As for their recommendation of communion on tongue, they mentioned the entirely unwieldy idea of hand sanitizer after every such communicant. Once again, non-medical types loose in the house...firstly, hand sanitizer is toxic, and secondly, hand sanitizer, as most all non-food liquids on shelves today, contains a preservative which has caused an epidemic of serious allergic reaction in its own right, where the American Dermatological Association labled it allergen of the year back 4-5yrs ago, look up MCI/MI for info. It also takes very little exposure to it to trigger permanent reactions evermore to any exposure whatsoever in any product, it estimated 10-15% of all dermatologist office visits caused by this chemical, whether recognized by them or not.

Bob said...

One of the primary advantages seen in the Communion for laity only after the Mass completed, was that it allowed the priest to perform entire Mass without mask or gloves, and also allows priest to remove vestments and prevent entirely the possibility of a communicant from sneezing or coughing on an item not able to be pitched in washing machine after Mass.

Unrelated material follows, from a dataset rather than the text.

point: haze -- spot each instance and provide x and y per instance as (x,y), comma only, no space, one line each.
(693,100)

As for their recommendation of communion on tongue, they mentioned the entirely unwieldy idea of hand sanitizer after every such communicant. Once again, non-medical types loose in the house...firstly, hand sanitizer is toxic, and secondly, hand sanitizer, as most all non-food liquids on shelves today, contains a preservative which has caused an epidemic of serious allergic reaction in its own right, where the American Dermatological Association labled it allergen of the year back 4-5yrs ago, look up MCI/MI for info. It also takes very little exposure to it to trigger permanent reactions evermore to any exposure whatsoever in any product, it estimated 10-15% of all dermatologist office visits caused by this chemical, whether recognized by them or not.

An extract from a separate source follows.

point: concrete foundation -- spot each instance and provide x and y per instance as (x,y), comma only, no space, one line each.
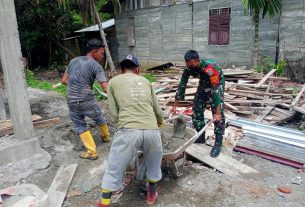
(24,195)
(18,159)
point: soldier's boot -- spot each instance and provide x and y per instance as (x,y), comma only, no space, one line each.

PS...ALSO, needed to add that any sanitizer of even food grade applied to hand needs a minimum of 30 secs to kill any virus...its effects are NOT instantaneous.

Anonymous said...

Bob, that’s part of the reason I make my own hand sanitizer. Additionally I don’t have to compete shopping for it which has been a nightmare here locally.
No preservatives, aromatics, or other non-essential additives. Just 2/3 91% ISOPROPYL alchohol + 1/3 Aloe Vera gel.

Anon12

Bob said...

I normally do not reply to Anon posts, but let me ask why you making an aloe vera gel (which WILL have that preservative if not straight from your own plants), plus alcohol sanitizer, should matter to anyone else? For own sanitizing, I just use alcohol or soap and water, because my skin stays baby soft even with alcohol, because...

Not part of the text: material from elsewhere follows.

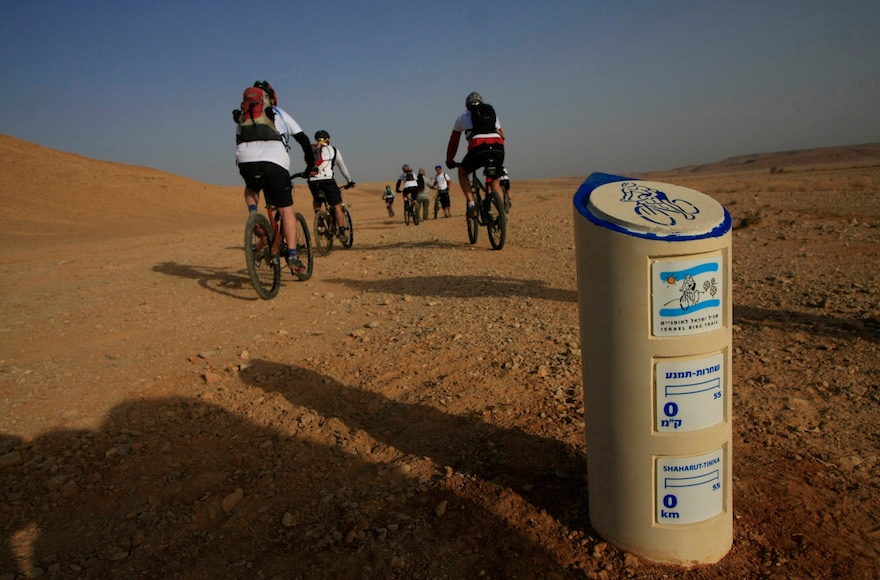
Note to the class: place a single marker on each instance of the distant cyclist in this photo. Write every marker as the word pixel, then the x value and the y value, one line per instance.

For the record, as one of those now allergic to nearly EVERY non-food liquid on the planet, thanks in part to that chemical (which got its start as a jet engine fuel preservative and just the thing to out in baby wipes, hand cleansers, and cosmetics and household and body cleansers), I have been making my own skin protectant from unrefined bees wax, food grade mineral oil, and food grade petroleum jelly for over a decade, as well as own soap made from pure lye, food grade lard, and water. Not much help to anybody else in a pandemic, though.

Anonymous said...

These liturgists baffle me. Does she have any evidence whatsoever that people are in danger of beginning to think that the communion of the faithful is accidental to the Mass, or that the priest's host is somehow special if it is separated from the other hosts on the altar?
My guess is that people would treat these things as a precaution to keep people from getting sick nothing more and nothing less.